Es gibt eine Studie aus dem Jahre 2005, in deren Besitz wir sind, die aber nicht in ihren Details für die Öffentlichkeit bestimmt ist. Die Zahlen beziehen sich auf den Bau an zehn Autobahnen mit 17 Abschnitten. Es geht in dem Gutachten um die tatsächlich angefallenen und abgerechneten Kosten. Herausgekommen sind Zahlen, die jedem verantwortlichen Politiker sofort deutlich machen müsste, dass es so nicht weitergehen kann und die die Steuerzahler in nackten Zorn versetzen müssen.

Es wurden 11 Planfeststellungsverfahren analysiert, die im Westen der Republik im Durchschnitt von der Voruntersuchung und dem Linienentwurf bis zum rechtskräftigen Planfeststellungsverfahren 17 Jahre dauerten, im Osten 10,5 Jahre. Für jeden Vorhabensabschnitt waren während der Verfahrensdauer rund 400 Besprechungen mit mindestens 6 Beteiligten nötig.Insgesamt kamen nach der Addition der Zeit, die alle beteiligten Fachbehörden aufbringen mussten, monatlich 950 Arbeitsstunden zusammen. Bei 17 Jahren Verfahrensdauer ergeben das 193 800 Behördenstunden pro Kilometer Autobahn. Wenn wir nur 50 Euro pro Arbeitsstunde annehmen, was sehr niedrig ist, dann haben wir trotzdem schon 9,69 Millionen Euro aufgewandt, bevor auch nur ein Kieselstein verbaut wurde. Noch einmal: Wir rechnen hier pro Kilometer.

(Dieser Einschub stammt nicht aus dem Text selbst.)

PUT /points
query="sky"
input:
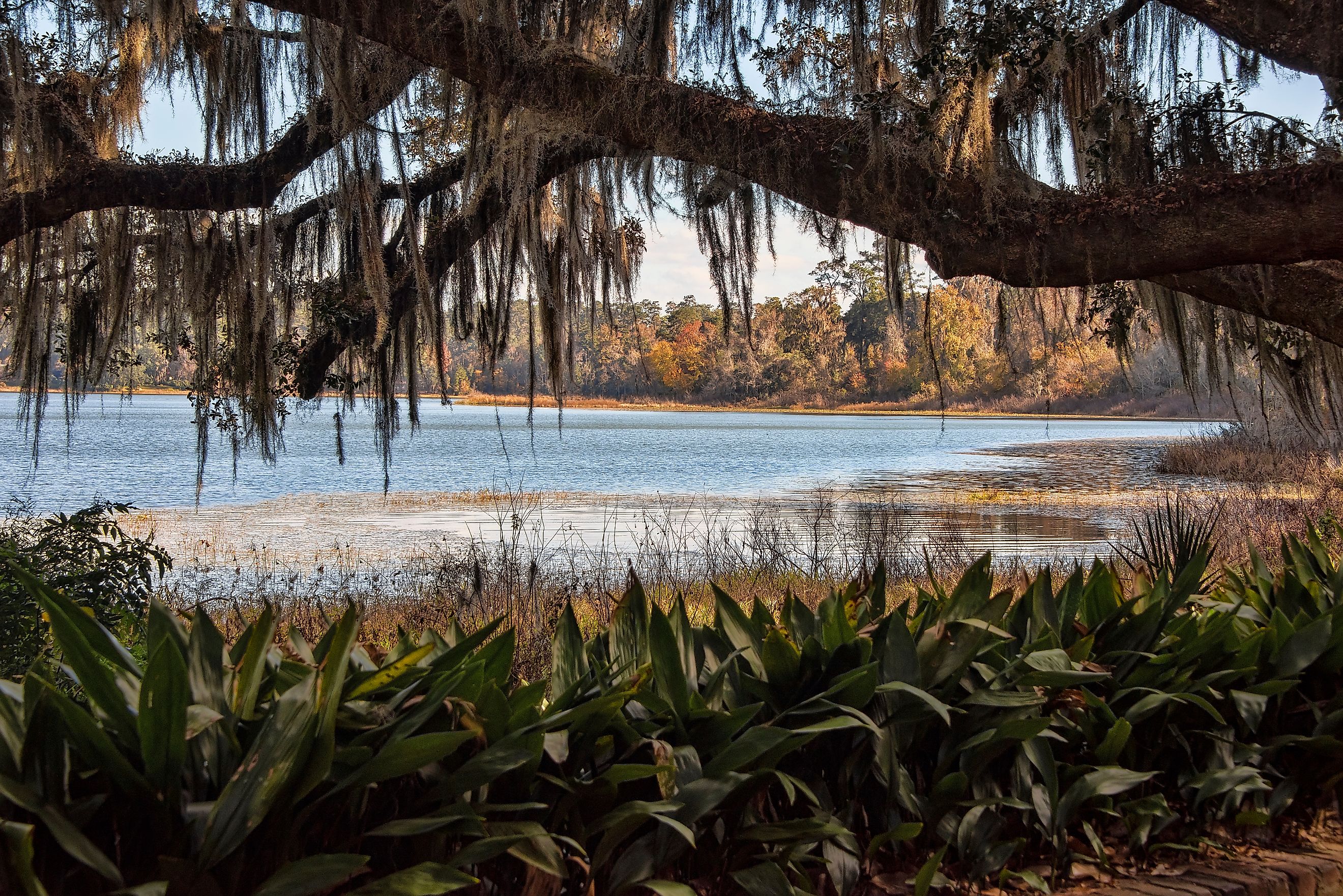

Für die analysierten Streckenabschnitte waren pro Kilometer im Schnitt 18 Gutachter und rund 200 externe Ingenieure tätig, die dafür 4,9 Millionen Euro kassierten – und wieder die Erinnerung: Wir schreiben hier über einen Kilometer Autobahn.

Die eigentlichen Baukosten betrugen dann, je nach notwendigen Lärmschutz oder Umweltschutzmaßnahmen zwischen 6 und 18,3 Millionen Euro. Das heißt auch, wenn wir statt das Geld in die Bürokratie, in den eigentlichen Autobahnbau investieren würden, könnten wir richtig tolle Straßen haben.

Wir müssen davon ausgehen, dass das Ergebnis dieser Studie den Verkehrspolitikern aller Parteien zugängig gemacht worden ist. Haben Sie den Aufschrei vernommen? Wir auch nicht. Und das ist der eigentliche Skandal. Egal ob Autobahnbefürworter oder Autobahngegner: Sie alle wollen am Status quo festhalten, weil dieser ihnen Macht und politische Profilierung sichert.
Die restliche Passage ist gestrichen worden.